What most commentators seem to have forgotten is that FIFA actually OWNS international football. It is the central business, and national franchisees have signed up to FIFA’s business model in the same way that your local McDonalds is most likely run on a franchise basis by a local business person who has bought into the McDonalds business. And ‘bought into’ is the operative phrase here. National football authorities have given fealty to FIFA and are content to sit back and take the money from TV rights and sponsorship from major companies.

Certainly businesses can (and should) be well regulated. They can be socially responsible too. But if a business is in a monopoly position, there are few incentives for it to care about scrutiny and probity. There is not a rival international football federation out there and the costs of setting one up (for example, of European teams breaking away and setting up their own international federation) would be prohibitive. Whatever the very many deficiencies of FIFA it has near universal membership – something that a new rival organisation would struggle to achieve.

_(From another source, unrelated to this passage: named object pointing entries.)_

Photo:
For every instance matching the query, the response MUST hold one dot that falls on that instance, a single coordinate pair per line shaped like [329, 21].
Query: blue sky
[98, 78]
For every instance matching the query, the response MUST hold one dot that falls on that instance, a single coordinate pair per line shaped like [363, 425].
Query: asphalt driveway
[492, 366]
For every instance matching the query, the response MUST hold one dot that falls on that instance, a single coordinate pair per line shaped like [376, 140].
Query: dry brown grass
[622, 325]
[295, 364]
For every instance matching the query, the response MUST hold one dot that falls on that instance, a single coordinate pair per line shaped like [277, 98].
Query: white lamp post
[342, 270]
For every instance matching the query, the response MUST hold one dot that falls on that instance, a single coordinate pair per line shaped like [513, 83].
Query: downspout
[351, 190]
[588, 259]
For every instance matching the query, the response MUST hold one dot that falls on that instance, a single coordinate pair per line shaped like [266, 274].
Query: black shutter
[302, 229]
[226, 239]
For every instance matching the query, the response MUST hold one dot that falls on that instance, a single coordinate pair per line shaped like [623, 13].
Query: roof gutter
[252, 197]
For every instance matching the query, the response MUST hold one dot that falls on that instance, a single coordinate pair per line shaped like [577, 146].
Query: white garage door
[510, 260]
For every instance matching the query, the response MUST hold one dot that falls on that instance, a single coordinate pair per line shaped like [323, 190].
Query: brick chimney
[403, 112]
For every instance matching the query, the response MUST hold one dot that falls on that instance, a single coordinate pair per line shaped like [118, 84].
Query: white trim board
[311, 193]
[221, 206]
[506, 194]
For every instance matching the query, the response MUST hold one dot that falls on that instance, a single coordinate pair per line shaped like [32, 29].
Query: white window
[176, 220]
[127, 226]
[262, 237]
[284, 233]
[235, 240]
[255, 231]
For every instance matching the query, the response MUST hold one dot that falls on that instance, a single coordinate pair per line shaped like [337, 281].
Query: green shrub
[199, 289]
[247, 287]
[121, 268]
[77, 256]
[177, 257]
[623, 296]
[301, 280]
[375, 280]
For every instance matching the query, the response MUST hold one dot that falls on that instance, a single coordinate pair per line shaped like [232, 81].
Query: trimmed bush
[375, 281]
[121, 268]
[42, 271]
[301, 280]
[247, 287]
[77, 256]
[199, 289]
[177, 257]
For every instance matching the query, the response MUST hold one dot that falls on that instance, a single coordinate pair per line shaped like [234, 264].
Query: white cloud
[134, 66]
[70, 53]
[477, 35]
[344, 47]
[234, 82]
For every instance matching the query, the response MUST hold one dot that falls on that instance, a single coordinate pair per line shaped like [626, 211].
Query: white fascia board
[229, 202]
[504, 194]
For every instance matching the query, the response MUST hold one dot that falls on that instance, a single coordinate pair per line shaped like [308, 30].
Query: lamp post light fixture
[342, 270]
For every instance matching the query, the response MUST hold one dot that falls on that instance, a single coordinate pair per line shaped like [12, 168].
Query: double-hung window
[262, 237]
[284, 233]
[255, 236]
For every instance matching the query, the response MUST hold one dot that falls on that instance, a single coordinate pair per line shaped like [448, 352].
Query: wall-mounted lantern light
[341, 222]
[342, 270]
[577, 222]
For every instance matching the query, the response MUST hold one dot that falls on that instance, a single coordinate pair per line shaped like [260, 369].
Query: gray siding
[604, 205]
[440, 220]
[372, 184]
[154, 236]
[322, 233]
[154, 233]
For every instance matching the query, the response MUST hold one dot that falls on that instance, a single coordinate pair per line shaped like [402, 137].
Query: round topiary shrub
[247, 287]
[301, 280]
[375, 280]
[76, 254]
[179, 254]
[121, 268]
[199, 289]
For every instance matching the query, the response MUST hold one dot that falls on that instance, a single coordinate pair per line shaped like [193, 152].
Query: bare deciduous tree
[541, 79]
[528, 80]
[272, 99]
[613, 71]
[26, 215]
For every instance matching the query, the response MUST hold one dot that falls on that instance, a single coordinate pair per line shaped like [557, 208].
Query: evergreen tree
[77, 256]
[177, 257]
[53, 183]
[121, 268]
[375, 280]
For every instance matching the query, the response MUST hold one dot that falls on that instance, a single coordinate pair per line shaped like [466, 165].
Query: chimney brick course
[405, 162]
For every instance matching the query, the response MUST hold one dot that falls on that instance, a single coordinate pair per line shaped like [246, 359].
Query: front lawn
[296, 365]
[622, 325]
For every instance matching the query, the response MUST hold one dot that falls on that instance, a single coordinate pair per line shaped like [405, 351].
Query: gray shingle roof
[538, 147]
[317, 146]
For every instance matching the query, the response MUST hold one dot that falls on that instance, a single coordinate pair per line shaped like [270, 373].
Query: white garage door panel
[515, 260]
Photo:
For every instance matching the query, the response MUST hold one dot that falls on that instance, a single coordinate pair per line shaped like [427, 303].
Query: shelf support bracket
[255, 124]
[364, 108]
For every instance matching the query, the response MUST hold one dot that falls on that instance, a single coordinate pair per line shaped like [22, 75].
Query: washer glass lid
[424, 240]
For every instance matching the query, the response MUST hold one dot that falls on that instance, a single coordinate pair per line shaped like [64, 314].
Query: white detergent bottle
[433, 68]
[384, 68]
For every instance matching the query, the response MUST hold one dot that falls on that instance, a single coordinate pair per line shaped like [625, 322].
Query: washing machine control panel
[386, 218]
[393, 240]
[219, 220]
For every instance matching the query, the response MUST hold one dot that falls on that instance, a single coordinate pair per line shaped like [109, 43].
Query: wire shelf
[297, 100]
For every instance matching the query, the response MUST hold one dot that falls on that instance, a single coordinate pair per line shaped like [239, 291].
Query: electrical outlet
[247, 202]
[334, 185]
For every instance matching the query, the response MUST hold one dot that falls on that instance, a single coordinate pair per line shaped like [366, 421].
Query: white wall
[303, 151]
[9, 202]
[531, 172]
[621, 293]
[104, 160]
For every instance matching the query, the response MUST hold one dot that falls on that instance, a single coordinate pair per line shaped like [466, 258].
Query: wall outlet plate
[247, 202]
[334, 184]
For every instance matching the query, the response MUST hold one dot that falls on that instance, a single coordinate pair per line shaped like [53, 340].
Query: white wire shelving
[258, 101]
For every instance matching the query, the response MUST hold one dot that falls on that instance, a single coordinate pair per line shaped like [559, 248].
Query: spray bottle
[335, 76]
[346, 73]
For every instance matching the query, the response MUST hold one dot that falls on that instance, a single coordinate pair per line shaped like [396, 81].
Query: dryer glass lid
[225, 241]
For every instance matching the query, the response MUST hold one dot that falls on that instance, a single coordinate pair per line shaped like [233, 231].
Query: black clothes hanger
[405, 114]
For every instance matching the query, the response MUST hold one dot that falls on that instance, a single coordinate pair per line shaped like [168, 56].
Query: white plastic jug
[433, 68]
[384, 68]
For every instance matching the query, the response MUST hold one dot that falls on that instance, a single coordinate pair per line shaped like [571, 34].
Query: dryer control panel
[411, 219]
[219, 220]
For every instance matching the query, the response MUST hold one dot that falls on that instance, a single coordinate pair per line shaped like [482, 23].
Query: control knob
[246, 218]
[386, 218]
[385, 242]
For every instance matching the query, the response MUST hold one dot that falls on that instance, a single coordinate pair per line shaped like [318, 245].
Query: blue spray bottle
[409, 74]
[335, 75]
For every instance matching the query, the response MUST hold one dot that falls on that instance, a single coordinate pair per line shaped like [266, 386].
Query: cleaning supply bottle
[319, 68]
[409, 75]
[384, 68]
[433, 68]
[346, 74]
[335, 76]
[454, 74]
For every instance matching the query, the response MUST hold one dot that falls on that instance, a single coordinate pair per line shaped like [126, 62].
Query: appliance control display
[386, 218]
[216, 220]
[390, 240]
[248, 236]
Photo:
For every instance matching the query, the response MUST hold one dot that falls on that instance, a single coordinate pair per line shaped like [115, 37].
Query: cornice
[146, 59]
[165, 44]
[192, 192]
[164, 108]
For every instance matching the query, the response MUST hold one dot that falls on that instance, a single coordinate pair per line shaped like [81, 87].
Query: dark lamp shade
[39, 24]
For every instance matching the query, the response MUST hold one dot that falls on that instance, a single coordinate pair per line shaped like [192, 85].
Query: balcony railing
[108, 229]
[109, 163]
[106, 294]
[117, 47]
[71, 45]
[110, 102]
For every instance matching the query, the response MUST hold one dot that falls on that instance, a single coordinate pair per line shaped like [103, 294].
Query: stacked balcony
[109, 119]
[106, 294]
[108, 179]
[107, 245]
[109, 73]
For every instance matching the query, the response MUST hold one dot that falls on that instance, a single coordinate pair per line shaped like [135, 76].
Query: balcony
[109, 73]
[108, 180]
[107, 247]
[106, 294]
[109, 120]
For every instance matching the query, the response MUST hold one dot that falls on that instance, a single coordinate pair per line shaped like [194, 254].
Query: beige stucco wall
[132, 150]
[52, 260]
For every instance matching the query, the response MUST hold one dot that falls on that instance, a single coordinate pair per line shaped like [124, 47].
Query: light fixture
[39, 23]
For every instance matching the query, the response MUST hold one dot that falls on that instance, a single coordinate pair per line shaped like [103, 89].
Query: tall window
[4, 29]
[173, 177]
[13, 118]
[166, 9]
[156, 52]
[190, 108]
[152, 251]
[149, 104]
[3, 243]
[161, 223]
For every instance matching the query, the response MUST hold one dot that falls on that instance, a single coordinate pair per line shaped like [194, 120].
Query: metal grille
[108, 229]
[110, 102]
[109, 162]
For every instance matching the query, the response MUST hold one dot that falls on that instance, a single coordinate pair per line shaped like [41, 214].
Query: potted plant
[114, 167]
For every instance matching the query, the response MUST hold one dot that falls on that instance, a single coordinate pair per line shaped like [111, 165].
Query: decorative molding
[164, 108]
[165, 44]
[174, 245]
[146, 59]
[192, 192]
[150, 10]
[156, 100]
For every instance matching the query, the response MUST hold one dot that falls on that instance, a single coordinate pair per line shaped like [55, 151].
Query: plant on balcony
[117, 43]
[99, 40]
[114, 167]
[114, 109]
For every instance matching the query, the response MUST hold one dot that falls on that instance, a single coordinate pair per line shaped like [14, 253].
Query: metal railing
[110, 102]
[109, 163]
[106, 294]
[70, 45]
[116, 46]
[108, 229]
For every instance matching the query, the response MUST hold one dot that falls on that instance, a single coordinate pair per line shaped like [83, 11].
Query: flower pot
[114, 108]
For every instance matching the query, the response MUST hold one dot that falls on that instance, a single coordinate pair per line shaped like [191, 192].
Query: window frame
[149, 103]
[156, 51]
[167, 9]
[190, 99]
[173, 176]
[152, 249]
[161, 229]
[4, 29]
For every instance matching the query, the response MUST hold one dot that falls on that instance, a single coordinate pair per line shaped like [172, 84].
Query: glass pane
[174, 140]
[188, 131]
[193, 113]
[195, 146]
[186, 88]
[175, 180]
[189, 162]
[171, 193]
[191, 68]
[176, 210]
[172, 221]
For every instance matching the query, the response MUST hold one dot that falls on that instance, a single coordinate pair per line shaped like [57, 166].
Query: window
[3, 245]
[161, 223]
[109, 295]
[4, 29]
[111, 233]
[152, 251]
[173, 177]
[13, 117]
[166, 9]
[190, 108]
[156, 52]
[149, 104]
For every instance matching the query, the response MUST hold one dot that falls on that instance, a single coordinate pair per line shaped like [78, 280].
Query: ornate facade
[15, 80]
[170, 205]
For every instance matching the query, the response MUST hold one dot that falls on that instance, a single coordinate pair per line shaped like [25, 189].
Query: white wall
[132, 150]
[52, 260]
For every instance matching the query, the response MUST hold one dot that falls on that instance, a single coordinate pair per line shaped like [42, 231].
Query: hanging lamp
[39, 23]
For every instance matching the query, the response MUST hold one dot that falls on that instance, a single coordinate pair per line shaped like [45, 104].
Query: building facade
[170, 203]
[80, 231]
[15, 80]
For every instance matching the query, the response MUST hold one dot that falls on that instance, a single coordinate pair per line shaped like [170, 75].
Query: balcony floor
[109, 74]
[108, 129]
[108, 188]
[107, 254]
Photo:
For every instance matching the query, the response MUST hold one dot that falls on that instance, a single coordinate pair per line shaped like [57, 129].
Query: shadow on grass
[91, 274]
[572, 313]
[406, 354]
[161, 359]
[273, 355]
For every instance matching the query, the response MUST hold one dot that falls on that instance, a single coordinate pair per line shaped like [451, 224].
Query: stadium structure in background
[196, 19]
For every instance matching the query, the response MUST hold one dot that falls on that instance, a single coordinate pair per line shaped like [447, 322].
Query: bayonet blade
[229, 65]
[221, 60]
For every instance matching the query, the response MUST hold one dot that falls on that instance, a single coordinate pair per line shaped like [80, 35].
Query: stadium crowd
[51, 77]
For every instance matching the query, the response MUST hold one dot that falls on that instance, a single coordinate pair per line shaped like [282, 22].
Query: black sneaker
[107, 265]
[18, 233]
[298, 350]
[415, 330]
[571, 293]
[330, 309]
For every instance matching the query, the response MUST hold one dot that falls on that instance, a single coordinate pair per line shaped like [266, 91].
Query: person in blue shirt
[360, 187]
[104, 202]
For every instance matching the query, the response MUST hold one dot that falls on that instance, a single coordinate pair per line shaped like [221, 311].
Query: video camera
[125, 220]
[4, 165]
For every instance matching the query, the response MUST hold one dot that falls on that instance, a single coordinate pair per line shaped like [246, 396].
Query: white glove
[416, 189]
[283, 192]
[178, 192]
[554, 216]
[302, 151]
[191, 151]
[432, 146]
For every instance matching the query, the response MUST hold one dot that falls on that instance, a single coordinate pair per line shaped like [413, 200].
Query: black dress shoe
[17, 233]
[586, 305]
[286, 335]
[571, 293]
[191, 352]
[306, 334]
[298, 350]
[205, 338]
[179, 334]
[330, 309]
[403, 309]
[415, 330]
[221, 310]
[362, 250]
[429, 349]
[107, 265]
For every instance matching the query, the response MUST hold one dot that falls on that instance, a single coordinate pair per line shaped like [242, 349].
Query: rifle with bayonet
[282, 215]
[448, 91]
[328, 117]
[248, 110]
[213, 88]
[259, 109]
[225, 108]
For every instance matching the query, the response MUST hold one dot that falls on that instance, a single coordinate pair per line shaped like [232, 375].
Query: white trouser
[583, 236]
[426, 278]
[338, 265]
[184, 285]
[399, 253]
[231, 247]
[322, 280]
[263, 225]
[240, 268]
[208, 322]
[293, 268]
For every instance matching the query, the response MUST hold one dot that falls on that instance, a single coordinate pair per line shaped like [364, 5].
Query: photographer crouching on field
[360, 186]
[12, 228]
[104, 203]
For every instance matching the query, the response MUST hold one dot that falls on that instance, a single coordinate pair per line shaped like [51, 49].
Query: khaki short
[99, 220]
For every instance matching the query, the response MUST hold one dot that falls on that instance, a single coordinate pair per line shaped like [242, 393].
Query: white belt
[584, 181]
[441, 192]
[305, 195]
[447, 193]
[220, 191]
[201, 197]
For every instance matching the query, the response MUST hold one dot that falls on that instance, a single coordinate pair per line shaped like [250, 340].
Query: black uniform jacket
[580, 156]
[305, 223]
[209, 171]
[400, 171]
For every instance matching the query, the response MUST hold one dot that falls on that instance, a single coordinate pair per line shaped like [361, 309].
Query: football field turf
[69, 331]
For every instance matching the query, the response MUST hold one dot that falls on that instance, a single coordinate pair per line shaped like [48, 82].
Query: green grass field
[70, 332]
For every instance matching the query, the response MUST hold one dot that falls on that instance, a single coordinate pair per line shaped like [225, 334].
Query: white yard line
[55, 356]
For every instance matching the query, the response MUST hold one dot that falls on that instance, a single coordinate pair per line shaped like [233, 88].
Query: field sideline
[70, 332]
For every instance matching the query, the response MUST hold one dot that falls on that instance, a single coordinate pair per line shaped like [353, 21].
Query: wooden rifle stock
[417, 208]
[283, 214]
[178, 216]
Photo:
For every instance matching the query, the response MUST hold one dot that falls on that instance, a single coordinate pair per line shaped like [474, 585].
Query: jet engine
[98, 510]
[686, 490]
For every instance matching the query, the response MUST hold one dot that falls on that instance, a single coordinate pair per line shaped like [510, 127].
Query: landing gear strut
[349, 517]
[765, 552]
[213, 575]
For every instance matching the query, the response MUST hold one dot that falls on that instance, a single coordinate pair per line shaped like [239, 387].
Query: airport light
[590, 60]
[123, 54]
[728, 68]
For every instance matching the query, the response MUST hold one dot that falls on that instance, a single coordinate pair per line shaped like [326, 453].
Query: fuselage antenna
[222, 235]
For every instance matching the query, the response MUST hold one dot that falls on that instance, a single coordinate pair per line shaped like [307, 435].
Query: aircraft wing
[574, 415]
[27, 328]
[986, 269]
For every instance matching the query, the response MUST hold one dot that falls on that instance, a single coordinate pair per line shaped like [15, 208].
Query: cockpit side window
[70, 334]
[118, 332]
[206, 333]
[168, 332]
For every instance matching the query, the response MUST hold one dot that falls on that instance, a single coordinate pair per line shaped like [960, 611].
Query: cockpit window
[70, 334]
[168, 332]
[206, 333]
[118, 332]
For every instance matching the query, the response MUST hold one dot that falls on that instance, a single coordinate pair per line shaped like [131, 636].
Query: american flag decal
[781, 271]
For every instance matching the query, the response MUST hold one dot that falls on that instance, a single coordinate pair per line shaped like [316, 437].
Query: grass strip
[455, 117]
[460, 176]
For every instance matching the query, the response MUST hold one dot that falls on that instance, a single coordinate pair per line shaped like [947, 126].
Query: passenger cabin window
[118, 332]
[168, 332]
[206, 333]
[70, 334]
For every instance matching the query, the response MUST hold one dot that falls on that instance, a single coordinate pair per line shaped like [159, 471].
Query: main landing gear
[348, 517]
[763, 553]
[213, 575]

All of this goes back to the logic of professional sport (that is, sport played for monetary purposes). The fundamental issue is not that FIFA is corrupt (or not), it is that it is designed to raise large amounts of revenue. Some of these revenues are raised legitimately, for example, through commercial sponsorship. But a lot of revenue seems to go to individual FIFA delegates. They are merely maximising their personal gain from a system that is about maximising gain. Since FIFA owns international football outright it is able to do what it wants and regulate itself as it wishes. The notion of sport somehow being a privileged zone that can be untainted by commerce and greed is absurd once that sport is monetised and professionalised. The problem began when FIFA got into the business of selling television and sponsorship rights for enormous profits. The delegates who filled their own bank accounts were merely following the lead of the Swiss-based organisation.

This is not to justify corrupt practices. It is merely to point out the logic of professionalised sports that are privately owned. Regulation can help (not all international sports seem as corrupt as football) but the issue of who actually owns the sport seems to be the crucial one.